Das Bewußtsein. Multidimensionale Entwürfe
Dieser Sammelband, in dem die Vorträge eines interdisziplinären Seminars an der Universität Wien zusammengefaßt sind, enthält eine begrifflich recht heterogene Reihe von Abhandlungen zum Thema Bewußtsein, wie die Herausgeber in ihrem Vorwort freimütig zugestehen. Dies gründet in erster Linie darin, daß die Autoren den Problemkomplex von den verschiedensten Fächern her aufrollen.
In den einleitenden, mehr philosophisch orientierten Aufsätzen fühlt sich Erhard Oeser vom Institut für Wissenschaftstheorie und Wissenschaftsforschung zwar verpflichtet, auf das Rücksicht zu nehmen, was man heute im angelsächsischen Raum Neurophilosophie und Neuroepistemologie nennt und was durch die Arbeiten von Paul und Patricia Churchland auf ein hohes intellektuelles Niveau gehoben wurde (Spektrum der Wissenschaft, März 1990, Seite 47). Aber die übrigen Autoren schließen kaum an diese Vorgabe an, sondern vertreten so ziemlich das gesamte Spektrum der Positionen, die üblicherweise diskutiert werden, wenn es um das Verhältnis von Bewußtsein und materieller Welt geht.
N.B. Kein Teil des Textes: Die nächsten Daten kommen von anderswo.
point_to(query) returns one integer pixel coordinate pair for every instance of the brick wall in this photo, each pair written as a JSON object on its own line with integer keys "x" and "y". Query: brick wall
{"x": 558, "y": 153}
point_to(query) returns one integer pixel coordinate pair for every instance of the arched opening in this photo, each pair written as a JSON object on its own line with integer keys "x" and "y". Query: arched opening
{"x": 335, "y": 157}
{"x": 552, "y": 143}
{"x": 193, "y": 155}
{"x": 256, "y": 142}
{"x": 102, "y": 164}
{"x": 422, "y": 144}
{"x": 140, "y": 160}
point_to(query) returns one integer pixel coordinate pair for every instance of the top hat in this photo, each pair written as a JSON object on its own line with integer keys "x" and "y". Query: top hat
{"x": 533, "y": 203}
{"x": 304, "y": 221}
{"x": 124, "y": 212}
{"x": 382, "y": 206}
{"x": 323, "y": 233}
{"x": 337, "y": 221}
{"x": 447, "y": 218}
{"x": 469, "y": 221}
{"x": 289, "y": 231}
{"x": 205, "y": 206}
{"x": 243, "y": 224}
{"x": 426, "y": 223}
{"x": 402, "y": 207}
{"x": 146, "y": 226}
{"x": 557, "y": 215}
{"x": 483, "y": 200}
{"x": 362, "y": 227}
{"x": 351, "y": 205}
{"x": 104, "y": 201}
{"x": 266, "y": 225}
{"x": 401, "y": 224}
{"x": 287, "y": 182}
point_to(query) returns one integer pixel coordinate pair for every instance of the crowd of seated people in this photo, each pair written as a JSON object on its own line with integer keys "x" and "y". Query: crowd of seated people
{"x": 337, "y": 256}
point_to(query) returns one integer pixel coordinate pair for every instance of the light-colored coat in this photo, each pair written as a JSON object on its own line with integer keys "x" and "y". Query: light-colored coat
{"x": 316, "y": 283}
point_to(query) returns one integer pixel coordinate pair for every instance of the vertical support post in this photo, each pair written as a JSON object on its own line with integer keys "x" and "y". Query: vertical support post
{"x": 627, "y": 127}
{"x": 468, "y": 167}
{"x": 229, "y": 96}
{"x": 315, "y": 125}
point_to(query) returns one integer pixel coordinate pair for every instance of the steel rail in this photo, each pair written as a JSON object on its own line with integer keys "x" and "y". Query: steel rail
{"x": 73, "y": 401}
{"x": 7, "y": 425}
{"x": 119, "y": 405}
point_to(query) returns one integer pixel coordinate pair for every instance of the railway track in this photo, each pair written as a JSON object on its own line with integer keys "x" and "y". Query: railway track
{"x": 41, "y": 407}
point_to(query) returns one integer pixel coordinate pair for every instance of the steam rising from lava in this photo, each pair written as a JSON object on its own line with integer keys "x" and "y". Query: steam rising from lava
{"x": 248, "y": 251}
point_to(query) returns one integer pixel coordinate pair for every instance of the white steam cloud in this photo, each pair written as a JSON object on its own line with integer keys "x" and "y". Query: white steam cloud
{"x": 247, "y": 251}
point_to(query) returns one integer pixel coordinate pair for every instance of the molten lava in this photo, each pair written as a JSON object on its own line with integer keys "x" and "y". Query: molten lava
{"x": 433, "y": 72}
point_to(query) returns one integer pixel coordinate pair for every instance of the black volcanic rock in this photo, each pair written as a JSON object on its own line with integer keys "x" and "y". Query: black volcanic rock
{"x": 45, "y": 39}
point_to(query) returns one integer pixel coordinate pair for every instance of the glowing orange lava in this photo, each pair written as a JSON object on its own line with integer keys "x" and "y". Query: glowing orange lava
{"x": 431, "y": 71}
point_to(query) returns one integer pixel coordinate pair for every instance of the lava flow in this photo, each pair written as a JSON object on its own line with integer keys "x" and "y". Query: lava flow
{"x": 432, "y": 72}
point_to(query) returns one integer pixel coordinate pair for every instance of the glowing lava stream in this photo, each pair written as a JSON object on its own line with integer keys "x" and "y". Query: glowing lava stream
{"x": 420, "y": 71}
Der Spielraum der Standpunkte reicht von einer spiritualistisch orientierten Physik, in der sogar die Dialektik zum Verständnis des Bewußtseins herangezogen wird (Herbert Pietschmann), bis zu dem eines Psychiaters, der die These des kosmischen Bewußtseins verteidigt, in dem die individuellen Bewußtheiten der einzelnen Menschen nur spezielle Ausprägungen seien (Gerhard Langer).
Die Beiträge sind von unterschiedlicher Lesbarkeit und Verständlichkeit. Rainer Maderthaner bemüht sich als Psychologe um eine begriffliche Klärung dieses molluskenartigen, schwer zu fassenden Terminus, und aus der Perspektive der Biologie versucht Rupert Riedl, die evolutionären Bedingungen der Entstehung von Bewußtsein zu fassen. Eine eindrucksvolle Dokumentation der Rekonstruktionsbemühungen der paläoanthropologischen und archäologischen Forschung liefert Eike-Meinrad Winkler, dessen Arbeit auch einen breiten Überblick über die heutige Literatur zur Entstehung von kulturellem Bewußtsein liefert. Franz Seitelberger gibt einen klaren Abriß der neuroanatomischen Grundlagen des Gehirnaufbaus, der dem Einsteiger in die philosophischen Reflexionen über das Bewußtsein sehr empfohlen werden kann.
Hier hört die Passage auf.